2.3 Fertiliser tree system
Fertiliser trees act as a break crop by smothering weeds and improving the soil’s physical and chemical properties (Nyamadzawo et al., 2004). The technology is based in the fact that although nitrogen is scarce in the soil it is very abundant in the atmosphere (Ajayi et al., 2005). Fertiliser trees transform nitrogen from the atmosphere and store it in the roots, the branches and the leaves. Decomposition of leaves of fertilizer trees such as Tephrosia candida, Calliandra calothyrsus and Cajanus cajan improves soil nitrogen thus conserving soil nitrogen content (Ajayi et al., 2005). Fertiliser tree technology improves soil infiltration and reduced runoff. It also maintains greater soil moisture during dry periods (Ajayi et al., 2005). Fertiliser tree fallows improves soil physically, chemically and microbiologically. Soil physical properties can be improved by adding large quantities of litter fall, root biomass, root activity, biological activity and root macropores (Rao et al., 1998). Plots that had fertiliser tree fallows were found to have improved soil particle size, improved infiltration and water retention capacity and reduced soil runoff (Chirwa et al., 2004). The higher number of larger soil aggregates means that there is less nutrient seepage deep into the soil, that there is greater potential for organic matter and carbon build-up and that there is less erosion potential (Rao et al., 1998; Chirwa et al., 2004). Fertiliser tree fallow also sequester soil carbon improving C: N ratio (Chirwa et al., 2004).

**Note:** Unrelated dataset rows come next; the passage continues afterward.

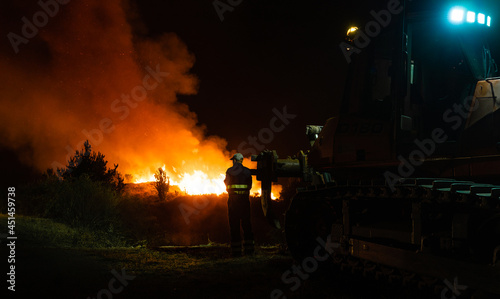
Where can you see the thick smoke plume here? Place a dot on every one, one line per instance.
(86, 75)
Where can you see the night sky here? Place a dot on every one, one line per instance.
(263, 55)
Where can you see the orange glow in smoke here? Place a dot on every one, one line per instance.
(199, 182)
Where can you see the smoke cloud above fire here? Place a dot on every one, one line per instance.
(88, 74)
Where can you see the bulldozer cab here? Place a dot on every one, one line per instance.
(415, 75)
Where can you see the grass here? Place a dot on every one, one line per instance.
(42, 232)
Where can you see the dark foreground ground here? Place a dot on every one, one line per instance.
(52, 271)
(202, 272)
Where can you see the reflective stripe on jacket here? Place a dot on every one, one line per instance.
(238, 180)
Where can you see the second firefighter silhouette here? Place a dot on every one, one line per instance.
(238, 183)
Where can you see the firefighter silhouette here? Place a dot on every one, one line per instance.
(238, 183)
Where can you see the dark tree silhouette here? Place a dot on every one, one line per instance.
(93, 164)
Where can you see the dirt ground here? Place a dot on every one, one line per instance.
(179, 272)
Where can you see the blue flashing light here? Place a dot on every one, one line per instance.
(481, 18)
(471, 17)
(459, 15)
(456, 15)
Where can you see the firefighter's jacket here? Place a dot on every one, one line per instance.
(238, 180)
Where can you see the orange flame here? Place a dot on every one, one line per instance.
(199, 182)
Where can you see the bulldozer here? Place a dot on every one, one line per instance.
(405, 180)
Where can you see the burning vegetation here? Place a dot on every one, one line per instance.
(93, 73)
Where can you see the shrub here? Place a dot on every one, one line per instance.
(93, 165)
(83, 202)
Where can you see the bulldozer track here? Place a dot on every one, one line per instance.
(445, 193)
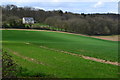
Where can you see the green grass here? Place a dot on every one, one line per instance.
(59, 64)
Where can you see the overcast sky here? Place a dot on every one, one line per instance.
(76, 6)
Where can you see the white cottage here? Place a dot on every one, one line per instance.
(28, 20)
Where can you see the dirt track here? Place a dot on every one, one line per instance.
(111, 38)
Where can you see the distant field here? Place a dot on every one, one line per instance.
(27, 49)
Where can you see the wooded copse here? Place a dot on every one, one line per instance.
(91, 24)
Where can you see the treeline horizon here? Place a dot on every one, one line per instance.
(90, 24)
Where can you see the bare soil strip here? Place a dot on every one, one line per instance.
(111, 38)
(27, 58)
(85, 57)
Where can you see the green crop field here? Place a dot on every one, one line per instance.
(38, 52)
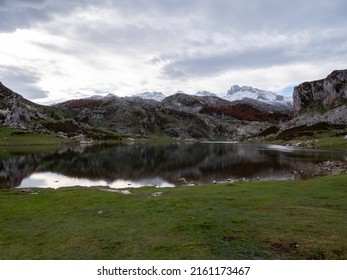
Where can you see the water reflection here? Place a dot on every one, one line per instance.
(154, 164)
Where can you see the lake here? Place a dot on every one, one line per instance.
(151, 164)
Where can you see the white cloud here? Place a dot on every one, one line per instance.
(73, 48)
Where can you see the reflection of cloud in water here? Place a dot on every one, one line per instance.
(54, 180)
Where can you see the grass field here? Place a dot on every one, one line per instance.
(248, 220)
(18, 137)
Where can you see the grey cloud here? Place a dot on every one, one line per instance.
(22, 81)
(313, 50)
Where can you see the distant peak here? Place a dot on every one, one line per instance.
(155, 95)
(205, 93)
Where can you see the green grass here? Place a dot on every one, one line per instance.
(252, 220)
(19, 137)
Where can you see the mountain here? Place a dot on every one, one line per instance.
(154, 95)
(205, 93)
(179, 116)
(240, 93)
(319, 105)
(18, 112)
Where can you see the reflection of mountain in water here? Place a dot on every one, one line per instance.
(200, 162)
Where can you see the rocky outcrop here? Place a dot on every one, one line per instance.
(321, 95)
(179, 116)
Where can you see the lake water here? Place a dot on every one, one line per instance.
(136, 165)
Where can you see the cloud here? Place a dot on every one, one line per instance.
(146, 45)
(22, 81)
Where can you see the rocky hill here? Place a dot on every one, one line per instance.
(178, 116)
(18, 112)
(262, 96)
(318, 105)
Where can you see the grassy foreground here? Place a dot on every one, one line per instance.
(252, 220)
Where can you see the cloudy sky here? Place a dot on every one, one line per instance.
(52, 51)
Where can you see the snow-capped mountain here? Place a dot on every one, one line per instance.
(154, 95)
(206, 93)
(239, 93)
(100, 97)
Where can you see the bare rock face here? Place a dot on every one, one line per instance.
(321, 95)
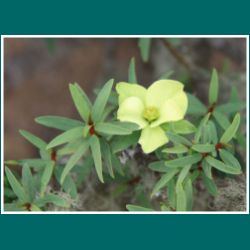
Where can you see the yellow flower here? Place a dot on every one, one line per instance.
(164, 101)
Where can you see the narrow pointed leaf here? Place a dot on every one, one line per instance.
(203, 148)
(207, 169)
(183, 161)
(183, 174)
(203, 122)
(221, 119)
(229, 159)
(181, 201)
(133, 208)
(120, 143)
(37, 142)
(16, 186)
(101, 101)
(210, 185)
(74, 159)
(68, 136)
(213, 88)
(112, 129)
(158, 166)
(183, 127)
(80, 102)
(231, 107)
(195, 106)
(178, 139)
(96, 152)
(46, 176)
(178, 149)
(52, 198)
(28, 182)
(222, 166)
(106, 152)
(231, 130)
(58, 122)
(188, 188)
(164, 180)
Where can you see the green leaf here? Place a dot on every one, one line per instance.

The other major avenue of soil improvement with agroforestry is through soil conservation. Land degradation caused by erosion, salinity, and fertility depletion, and advancing deserts which is a looming danger facing humanity (Nair, 2007; Kumar and Nair, 2007). The potential of agroforestry to reduce the hazards of erosion and desertification as well as to rehabilitate such degraded land and conserve soil and water has been well recognized (Simons and Leakey, 2004; Nair, 2007). Grass–shrub–tree buffers (agroforestry design) are superior to grass buffers in reducing sediment losses in the temperate zone. Direct or supplementary use of trees and shrubs such as Sesbania sesban to control soil erosion is now a widespread agroforestry practice in both tropical and temperate regions (Buresh and Tian, 1998).